所得税は、2024年の定額減税がない分、約2.3兆円増えますが、給与所得控除の最低ライン引き上げと基礎控除10万円引き上げにより最大0.7億円減りますので、約1.6兆円増えます。
企業の業績好調で法人税が増え、インフレで消費税も増えますので、合計で5兆円も増収となるということでしょう。
▷「178万円の壁」の財源は足りている
「103万円の壁」を「178万円の壁」に引き上げた場合、所得税と住民税でそれぞれ3.8兆円、合わせて7.6兆円の財源が足りないとされています。
しかし、2024年は3.8兆円上振れしましたので、すでに所得税分の財源は足りています。
地方税収についても、2023年は約45.7兆円と過去最高を記録しています。地方消費税2.2%分がインフレで増えていること、賃金アップで住民税が増えていることが要因でしょう。

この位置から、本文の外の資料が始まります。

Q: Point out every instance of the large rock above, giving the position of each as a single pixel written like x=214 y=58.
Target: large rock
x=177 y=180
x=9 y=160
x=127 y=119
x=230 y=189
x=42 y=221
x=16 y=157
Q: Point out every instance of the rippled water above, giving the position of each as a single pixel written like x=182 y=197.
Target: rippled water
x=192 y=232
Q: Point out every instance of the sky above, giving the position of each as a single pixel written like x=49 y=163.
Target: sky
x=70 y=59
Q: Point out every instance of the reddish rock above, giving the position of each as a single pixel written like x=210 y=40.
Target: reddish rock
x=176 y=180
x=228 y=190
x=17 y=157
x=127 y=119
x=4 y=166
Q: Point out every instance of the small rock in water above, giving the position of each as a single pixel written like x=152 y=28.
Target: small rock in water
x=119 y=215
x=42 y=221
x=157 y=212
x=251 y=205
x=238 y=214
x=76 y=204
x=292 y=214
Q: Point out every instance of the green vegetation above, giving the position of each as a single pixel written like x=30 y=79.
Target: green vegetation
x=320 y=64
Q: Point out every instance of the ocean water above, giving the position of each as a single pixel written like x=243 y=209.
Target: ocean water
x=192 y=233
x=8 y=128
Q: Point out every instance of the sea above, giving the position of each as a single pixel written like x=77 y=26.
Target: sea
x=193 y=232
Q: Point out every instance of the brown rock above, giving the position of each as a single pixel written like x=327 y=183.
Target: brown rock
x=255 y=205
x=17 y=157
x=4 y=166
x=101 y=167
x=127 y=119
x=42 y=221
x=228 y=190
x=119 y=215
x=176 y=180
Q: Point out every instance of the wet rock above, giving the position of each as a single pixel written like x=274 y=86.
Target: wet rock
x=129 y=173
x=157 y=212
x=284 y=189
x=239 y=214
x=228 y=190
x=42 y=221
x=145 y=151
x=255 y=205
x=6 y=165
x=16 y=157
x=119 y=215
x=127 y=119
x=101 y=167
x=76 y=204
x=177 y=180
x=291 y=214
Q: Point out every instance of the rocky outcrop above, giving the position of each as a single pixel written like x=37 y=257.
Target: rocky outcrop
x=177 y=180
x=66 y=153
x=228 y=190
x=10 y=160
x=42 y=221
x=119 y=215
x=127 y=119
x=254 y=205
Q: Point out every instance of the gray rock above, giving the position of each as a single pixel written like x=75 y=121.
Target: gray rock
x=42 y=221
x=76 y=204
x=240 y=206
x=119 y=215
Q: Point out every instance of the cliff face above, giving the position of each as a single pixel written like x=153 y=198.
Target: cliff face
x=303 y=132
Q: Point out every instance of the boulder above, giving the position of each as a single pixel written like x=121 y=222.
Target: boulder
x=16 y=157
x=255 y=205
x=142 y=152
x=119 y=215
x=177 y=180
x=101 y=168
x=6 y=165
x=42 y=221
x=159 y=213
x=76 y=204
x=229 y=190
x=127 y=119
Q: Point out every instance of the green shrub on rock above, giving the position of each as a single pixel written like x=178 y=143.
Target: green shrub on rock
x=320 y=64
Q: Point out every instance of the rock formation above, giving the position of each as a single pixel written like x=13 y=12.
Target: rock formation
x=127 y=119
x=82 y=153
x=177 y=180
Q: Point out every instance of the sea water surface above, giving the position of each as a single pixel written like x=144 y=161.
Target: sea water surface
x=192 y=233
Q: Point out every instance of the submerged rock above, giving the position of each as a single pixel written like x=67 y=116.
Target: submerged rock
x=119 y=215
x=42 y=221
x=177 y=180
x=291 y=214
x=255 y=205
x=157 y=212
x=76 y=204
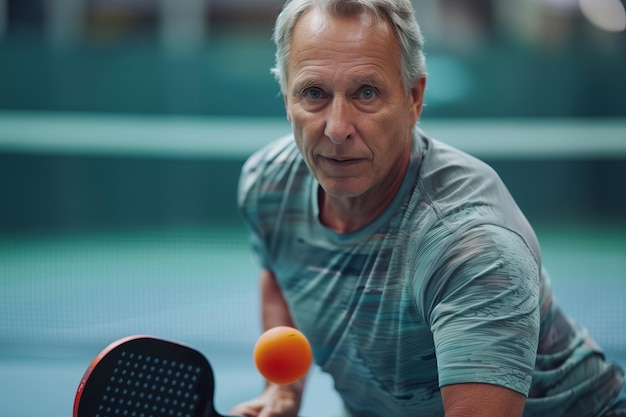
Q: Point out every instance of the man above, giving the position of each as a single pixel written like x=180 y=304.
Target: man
x=406 y=262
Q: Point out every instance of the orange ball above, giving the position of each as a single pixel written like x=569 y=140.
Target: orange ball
x=282 y=355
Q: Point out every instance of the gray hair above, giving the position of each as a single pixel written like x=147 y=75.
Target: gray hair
x=399 y=13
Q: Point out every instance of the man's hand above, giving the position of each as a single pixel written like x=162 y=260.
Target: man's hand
x=275 y=401
x=481 y=400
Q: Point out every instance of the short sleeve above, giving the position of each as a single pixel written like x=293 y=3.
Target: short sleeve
x=485 y=317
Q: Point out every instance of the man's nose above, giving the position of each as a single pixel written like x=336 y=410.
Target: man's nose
x=339 y=122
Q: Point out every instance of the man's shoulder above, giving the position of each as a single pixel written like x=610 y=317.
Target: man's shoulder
x=279 y=152
x=268 y=171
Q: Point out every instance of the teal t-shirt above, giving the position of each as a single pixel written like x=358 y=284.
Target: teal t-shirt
x=445 y=287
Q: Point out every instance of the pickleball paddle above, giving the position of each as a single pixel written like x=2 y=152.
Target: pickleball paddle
x=143 y=376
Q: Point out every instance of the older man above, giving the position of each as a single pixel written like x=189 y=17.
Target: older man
x=406 y=262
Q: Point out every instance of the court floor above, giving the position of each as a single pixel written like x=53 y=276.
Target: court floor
x=64 y=297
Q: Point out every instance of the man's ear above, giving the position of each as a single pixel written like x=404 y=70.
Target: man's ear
x=286 y=102
x=417 y=97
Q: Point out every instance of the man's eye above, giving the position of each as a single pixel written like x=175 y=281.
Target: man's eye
x=367 y=94
x=313 y=93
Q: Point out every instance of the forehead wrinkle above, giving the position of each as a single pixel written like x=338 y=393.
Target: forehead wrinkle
x=366 y=61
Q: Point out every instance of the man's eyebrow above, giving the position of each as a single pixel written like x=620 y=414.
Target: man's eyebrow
x=300 y=86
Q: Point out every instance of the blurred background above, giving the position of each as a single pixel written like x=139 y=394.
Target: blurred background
x=124 y=123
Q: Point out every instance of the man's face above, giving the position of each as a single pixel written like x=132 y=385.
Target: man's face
x=351 y=114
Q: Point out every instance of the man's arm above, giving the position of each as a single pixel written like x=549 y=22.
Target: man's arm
x=274 y=309
x=276 y=399
x=481 y=400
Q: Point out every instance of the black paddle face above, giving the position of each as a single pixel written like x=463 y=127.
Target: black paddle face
x=147 y=377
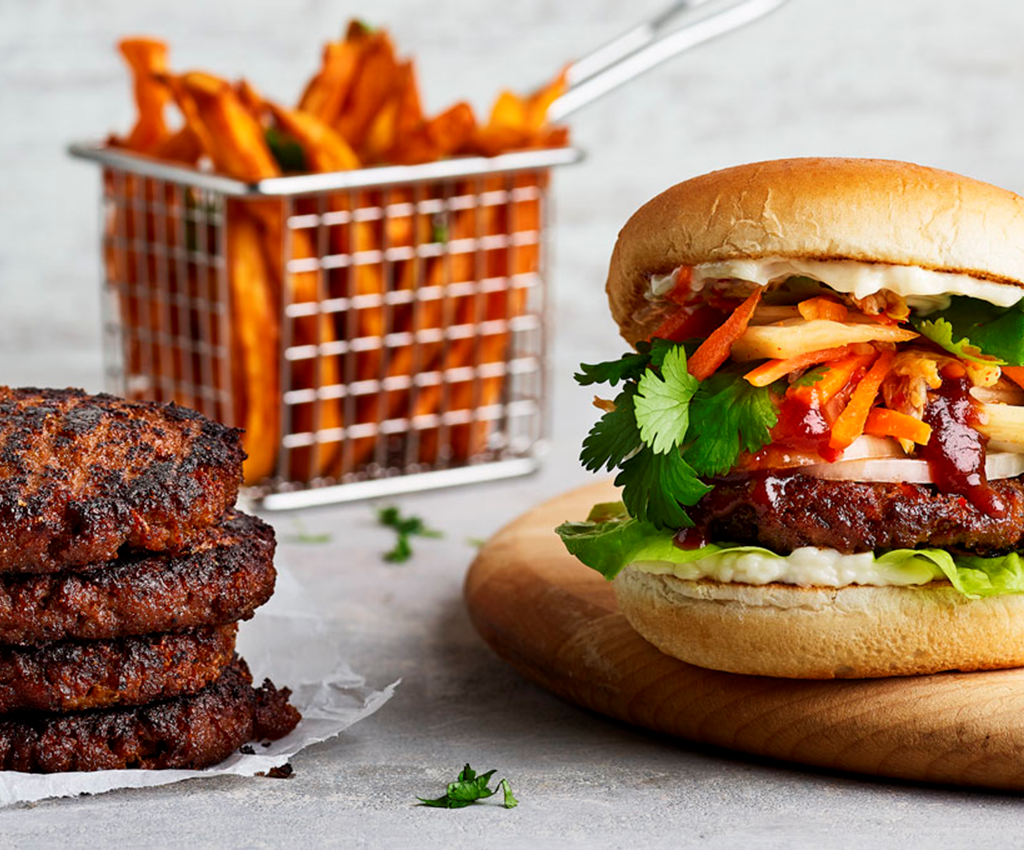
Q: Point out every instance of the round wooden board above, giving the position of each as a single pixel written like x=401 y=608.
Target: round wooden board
x=557 y=623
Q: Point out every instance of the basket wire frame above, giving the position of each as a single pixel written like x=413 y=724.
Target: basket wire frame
x=409 y=336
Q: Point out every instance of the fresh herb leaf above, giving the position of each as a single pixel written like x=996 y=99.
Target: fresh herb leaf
x=286 y=151
x=406 y=527
x=727 y=416
x=663 y=404
x=469 y=788
x=657 y=487
x=940 y=332
x=811 y=377
x=997 y=332
x=630 y=367
x=614 y=436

これだけでは3.8兆円には届きませんが、2025年は国の税収がさらに5兆円も増えるのですから、国から地方への地方交付税を増やせば良いでしょう。
3.消費税の伸びが一番大きい
国の一般会計税収について、1990年度と2024年度を比較すると、その内訳に大きな変化があります。
1990年度は、所得税の税収が一番多かったのに対して、2024年度は消費税の税収が一番多くなっています。
消費税の税率は1990年は3%でしたが、2024年は10%(うち国税分は7.8%)ですので、税収が増えるのは当然といえば当然でしょう。
税収が増えるということは、逆をいえば、国民は負担が増えているということです。
年収の壁引き上げによる所得税・住民税の減税も大切ですが、それ以上に、消費税の減税も必要かもしれません。